Wednesday, July 04, 2007

phantasmagoria

\fan-taz-muh-GOR-ee-uh\ , noun;
1.
A shifting series or succession of things seen or imagined, as in a dream.
2.
Any constantly changing scene.
Quotes:
. . .all combined to form a picture, like the illusory semblance of a phantasmagoria, almost leaving me in doubt whether that on which I looked were indeed reality, or the mere creation of a distempered brain.
-- Julia Pardoe, quoted in "Here's the Rub," by David Streitfeld, Washington Post, July 6, 1997
The new writings more and more take the form of apocalypses -- that is, of supernatural visions which reveal past, present and future under the guise of a phantasmagoria of symbolic persons and animals, divine and diabolical beings, celestial and infernal phenomena.
-- Edmund Wilson, The Dead Sea Scrolls: 1947-1969
David Nixon created this version of the fairy tale -- a phantasmagoria of grim goblins, dancing cushions, flying fish and magical mirrors -- for his former company, BalletMet Columbus, in 1997.
-- Stephanie Ferguson, "Beauty and the Beast", The Guardian, January 6, 2003
The significant items in the ensuing phantasmagoria soon appear, however -- a dry well, a house abandoned because of a series of tragedies, a so-called alley blocked at both ends, the statue of a bird looking sadly unable to fly, and the unidentified wind-up bird that creaks invisibly in a nearby tree.
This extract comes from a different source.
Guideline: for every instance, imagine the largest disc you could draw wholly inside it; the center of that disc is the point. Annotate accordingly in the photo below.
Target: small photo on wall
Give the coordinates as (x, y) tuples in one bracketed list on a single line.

-- Phoebe-Lou Adams, review of The Wind-up Bird Chronicle by Haruki Murakami, The Atlantic, November 1997
Origin:
Phantasmagoria is from French phantasmagorie, from phantasme, "phantasm" (from Greek, from phantazein, "to make visible," from phantos, "visible," from phainein, "to show") + -agorie, perhaps from Greek agora, "assembly."